Since she became poet-in-residence, Femke has given workshops to high school students, and says that in the future she would like to keep working with young people, and also adults, motivating anyone who wants to listen to like poetry and to actually read it. And it's easy to picture her doing that. She has that gentle touch that reaches people's hearts without making a sound.
She also says that last year she did a one-semester minor in Fine Arts at Academie Minerva, and gestures toward the painting above the bed.
“Did you make that?” I ask her, surprised.
“Yes, I did.”
“It is stunning. Does it have a meaning?”
“It doesn't have a direct meaning, but I was working on a series about physicality. Most of the time, I am a really cerebral person. I am in my head a lot. For me, it was hard to accept that I had a body to maintain. Over time, I learned to value that I had a physical space to occupy. This is what the series is about.”

We take a moment to look at it, silently - a painting of a naked, crouching, vulnerable figure. It's clear that she loves art in all its forms.
“My father is an art teacher," she says, "so I grew up with arts. I have always drawn and written a lot.”
“Does your mom also make art?”
“No, she is a kind of pastor in a church, but in a nice way. Sometimes I feel that I have to defend what she stands for,” she says. “She is really progressive. She never minded if I believed in God, she just hoped I would make time for reflecting on life in a mindful way. And for me, in that sense, poetry is my belief, my church. It is my place for reflecting.”
I ask Femke if she can show me an example of her work and she goes to her bookshelf and takes out Presto, which she describes as a stream of consciousness about a whole life cycle, from birth to death. And perhaps not surprisingly, there's a wonderful, cerebral tale behind its conception.
“That's such a cool story,” she says. “I was at an art camp, Buitenkunst.

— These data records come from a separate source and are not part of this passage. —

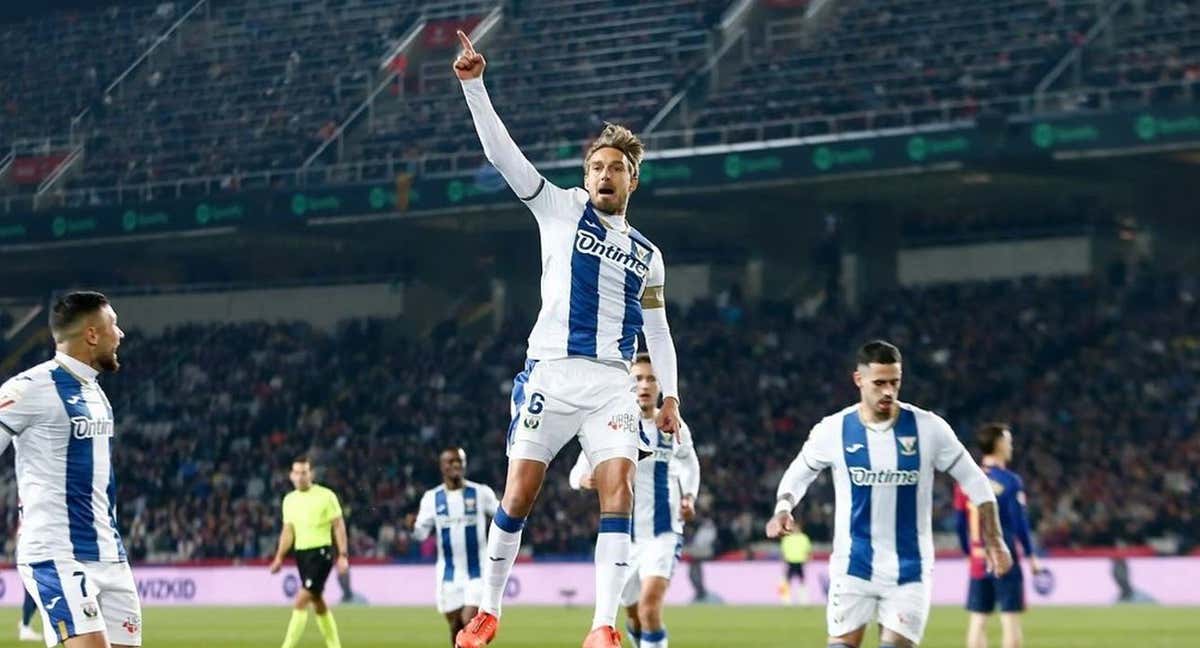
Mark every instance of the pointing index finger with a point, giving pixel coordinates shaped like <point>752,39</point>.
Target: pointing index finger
<point>467,48</point>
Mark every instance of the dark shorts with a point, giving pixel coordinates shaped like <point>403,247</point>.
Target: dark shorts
<point>1007,592</point>
<point>315,565</point>
<point>795,570</point>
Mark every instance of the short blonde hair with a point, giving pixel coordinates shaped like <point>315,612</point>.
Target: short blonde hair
<point>621,138</point>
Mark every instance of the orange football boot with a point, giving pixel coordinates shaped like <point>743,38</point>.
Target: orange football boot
<point>479,633</point>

There was a performance called ‘Being Atlas’, a Greek god that carries the cosmos on his shoulders. You entered his brain, literally, via his ear canal. Inside, there was a really long list of experiences. At first, I was confused but then, in one instant,” she snaps her fingers, “I realized they were experiences over a lifetime. I was so overwhelmed by the whole experience I walked outside and sobbed for like twenty minutes in the dark, in a forest.”

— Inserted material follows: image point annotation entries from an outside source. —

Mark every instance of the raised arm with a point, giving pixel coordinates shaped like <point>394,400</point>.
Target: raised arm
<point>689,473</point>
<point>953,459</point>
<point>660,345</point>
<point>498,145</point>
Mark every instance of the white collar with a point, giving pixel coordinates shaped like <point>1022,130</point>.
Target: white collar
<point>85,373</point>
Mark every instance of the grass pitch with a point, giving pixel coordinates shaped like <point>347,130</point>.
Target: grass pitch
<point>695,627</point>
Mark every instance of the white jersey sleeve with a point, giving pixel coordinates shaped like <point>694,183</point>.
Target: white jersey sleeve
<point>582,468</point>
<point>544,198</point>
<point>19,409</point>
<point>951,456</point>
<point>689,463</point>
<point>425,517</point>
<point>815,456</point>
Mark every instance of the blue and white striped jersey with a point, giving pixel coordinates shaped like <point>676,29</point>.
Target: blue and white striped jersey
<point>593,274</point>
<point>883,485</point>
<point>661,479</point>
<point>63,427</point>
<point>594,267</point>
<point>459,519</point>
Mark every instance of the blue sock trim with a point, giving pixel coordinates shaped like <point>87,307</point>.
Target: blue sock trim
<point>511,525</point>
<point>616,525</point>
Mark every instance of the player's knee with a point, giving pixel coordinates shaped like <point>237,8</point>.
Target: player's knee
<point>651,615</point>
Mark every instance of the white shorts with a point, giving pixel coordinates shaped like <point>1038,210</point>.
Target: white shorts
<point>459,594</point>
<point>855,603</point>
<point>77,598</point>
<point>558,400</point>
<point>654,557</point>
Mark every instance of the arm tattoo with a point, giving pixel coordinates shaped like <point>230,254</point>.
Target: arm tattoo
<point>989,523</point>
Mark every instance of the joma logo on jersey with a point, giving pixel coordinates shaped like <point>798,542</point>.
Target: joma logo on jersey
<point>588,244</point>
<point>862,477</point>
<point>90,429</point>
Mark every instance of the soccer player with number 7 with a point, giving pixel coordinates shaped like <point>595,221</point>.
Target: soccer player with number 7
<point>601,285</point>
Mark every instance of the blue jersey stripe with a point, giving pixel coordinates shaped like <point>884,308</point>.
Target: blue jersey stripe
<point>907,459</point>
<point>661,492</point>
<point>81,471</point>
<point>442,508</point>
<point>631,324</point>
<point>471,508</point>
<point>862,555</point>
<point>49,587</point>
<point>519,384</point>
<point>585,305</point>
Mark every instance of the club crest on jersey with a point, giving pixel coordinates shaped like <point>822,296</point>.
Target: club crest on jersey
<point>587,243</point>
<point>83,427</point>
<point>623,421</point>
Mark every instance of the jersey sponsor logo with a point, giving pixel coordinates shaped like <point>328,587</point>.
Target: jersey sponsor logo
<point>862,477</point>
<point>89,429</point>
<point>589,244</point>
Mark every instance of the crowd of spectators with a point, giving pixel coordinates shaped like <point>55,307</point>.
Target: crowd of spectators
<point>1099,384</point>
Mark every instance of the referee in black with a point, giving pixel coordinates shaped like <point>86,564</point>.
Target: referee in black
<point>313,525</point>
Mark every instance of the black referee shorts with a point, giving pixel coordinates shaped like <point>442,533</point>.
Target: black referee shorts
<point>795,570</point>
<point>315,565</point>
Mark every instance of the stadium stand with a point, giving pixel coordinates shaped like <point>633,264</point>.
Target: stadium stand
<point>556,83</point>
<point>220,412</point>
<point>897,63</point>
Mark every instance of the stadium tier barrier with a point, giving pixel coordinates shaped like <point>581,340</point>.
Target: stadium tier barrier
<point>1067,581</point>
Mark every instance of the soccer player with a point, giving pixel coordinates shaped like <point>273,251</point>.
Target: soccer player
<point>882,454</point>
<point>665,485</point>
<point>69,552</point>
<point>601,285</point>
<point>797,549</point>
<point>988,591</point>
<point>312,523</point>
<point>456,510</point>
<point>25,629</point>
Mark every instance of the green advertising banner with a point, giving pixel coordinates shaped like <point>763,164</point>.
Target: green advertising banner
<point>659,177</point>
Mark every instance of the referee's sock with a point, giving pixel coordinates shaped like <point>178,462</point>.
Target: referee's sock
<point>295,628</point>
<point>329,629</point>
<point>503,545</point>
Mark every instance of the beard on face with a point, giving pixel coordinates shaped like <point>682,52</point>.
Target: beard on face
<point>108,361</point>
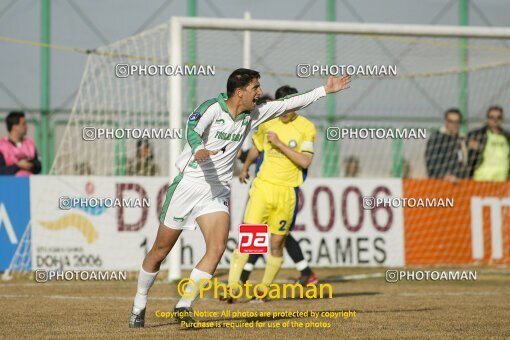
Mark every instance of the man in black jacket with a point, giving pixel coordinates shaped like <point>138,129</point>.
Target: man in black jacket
<point>489,149</point>
<point>446,152</point>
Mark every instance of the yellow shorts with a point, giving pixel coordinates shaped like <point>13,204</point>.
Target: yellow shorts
<point>271,204</point>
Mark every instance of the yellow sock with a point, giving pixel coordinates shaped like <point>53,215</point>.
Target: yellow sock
<point>273,266</point>
<point>237,263</point>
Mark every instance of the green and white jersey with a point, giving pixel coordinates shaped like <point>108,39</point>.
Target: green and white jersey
<point>212,127</point>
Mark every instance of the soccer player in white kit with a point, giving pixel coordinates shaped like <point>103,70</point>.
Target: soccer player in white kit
<point>199,194</point>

“I was so gripped by the doom of death, but also by the fact that we all go through the same life cycle,” Femke continues. “So I tried to make a poem out of it. And it touched many people because, although you do not have the exact same experience, it is still human.”
She called it ‘Presto’ after the classical music term for “really fast”, saying that her poem about a complete life cycle feels like a piece of music and has to be read really fast. And as I leave her apartment I think that just as she entered Atlas' brain, I entered, just for a short time, her universe of arts and science. A reminder that human beings have wonderfully complex souls, bound together by one single rhythm, presto.